McKinsey estimates the United States may need roughly $2 trillion to rebuild manufacturing capacity across strategically important industries. Yet the more important question is not how much rebuilding will cost. It is how America lost these capabilities in the first place. For rare earths, critical minerals, batteries, semiconductors, and advanced materials, the challenge is no longer constructing factories. It is rebuilding industrial ecosystems that were allowed to migrate overseas over several decades.

Source: At One Ventures
The $2 Trillion Bill Arrives: America Pays for Three Decades of Offshoring
America's industrial revival has received a price tag: roughly $2 trillion.
Investors should look past the headline. The real story is not the cost of rebuilding. It is the cost of dismantling. Many of the institutions now warning about supply-chain vulnerabilities spent decades championing globalization, outsourcing, and hyper-efficient global production networks.
In 2003, McKinsey published research arguing that offshoring generated net economic benefits for the United States and created value for every dollar moved abroad. At the time, the logic appeared sound. Labor costs fell. Margins expanded. Inflation remained contained. Wall Street rewarded the strategy.
Meanwhile, China quietly converted manufacturing into national strategy.
The Industrial Muscle America Exported
Rare earths provide perhaps the clearest example of what was lost. The United States did not fall behind because China possessed unique geology. America once held leadership positions in rare earth mining, refining, metal-making, alloy production, magnet manufacturing, and advanced materials.

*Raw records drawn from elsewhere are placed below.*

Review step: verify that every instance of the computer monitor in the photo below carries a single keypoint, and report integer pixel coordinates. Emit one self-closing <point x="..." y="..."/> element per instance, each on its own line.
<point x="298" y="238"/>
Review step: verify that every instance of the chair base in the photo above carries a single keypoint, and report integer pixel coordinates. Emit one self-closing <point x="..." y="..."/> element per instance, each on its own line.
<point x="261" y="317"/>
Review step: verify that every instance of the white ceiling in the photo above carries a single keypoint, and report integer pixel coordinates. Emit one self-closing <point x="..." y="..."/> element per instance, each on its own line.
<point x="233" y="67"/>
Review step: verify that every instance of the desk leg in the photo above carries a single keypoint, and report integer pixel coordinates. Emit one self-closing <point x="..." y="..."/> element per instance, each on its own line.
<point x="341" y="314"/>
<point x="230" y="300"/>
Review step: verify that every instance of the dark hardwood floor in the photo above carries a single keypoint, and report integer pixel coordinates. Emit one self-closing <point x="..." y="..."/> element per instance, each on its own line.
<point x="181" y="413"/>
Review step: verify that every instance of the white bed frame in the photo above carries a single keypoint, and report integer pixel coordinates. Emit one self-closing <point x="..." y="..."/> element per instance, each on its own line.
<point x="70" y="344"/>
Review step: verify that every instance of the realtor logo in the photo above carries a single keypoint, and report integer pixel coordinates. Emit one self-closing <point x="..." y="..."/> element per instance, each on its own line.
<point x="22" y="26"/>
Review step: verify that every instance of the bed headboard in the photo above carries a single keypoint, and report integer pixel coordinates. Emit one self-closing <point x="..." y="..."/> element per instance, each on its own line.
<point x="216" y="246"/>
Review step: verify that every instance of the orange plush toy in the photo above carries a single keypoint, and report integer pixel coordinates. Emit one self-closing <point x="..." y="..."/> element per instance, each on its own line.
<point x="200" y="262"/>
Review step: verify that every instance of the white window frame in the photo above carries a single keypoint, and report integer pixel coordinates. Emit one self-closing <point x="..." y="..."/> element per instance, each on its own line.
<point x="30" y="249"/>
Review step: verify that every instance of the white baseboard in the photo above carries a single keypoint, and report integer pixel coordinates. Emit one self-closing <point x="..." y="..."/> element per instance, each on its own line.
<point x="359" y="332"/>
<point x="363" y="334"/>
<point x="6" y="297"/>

What migrated overseas was industrial capability. Today, China controls approximately 90% of global rare earth refining and permanent magnet production. The United States has made meaningful progress in mining and early-stage processing, but the most critical segments of the value chain—separation, refining, metallurgy, alloy production, and magnet manufacturing—remain overwhelmingly concentrated in China.
The missing link is not the mine.
It is the midstream.
Forty Years of Compounding Versus Four-Year Election Cycles
McKinsey correctly notes that capital may be the easy part. The difficult task is rebuilding engineers, metallurgists, operators, machine shops, supplier networks, industrial parks, transmission infrastructure, and technical know-how. China compounded these advantages over four decades while much of the West optimized for quarterly earnings and increasingly short political cycles.
One notable omission from the chart above is rare earth permanent magnets.
Yet magnets sit inside AI servers, robotics, drones, electric motors, communications equipment, advanced manufacturing systems, and modern defense platforms. Without magnets, these industries do not scale. Without refining, magnets do not scale. Without metallurgical expertise, refining does not scale.
The supply chain is only as strong as its weakest link.
The REEx Bottom Line
The irony is difficult to miss. The same globalization movement that helped justify offshoring now estimates it may cost $2 trillion to rebuild what was lost. And even that figure may understate the challenge. Based on current project pipelines, permitting timelines, workforce constraints, capital requirements, and processing capacity, Western dependence on Chinese rare earth refining, magnet manufacturing, and critical mineral processing is likely to persist well into the next decade. Progress is real, but the gap remains enormous.
Money can build factories. Industrial capability takes generations.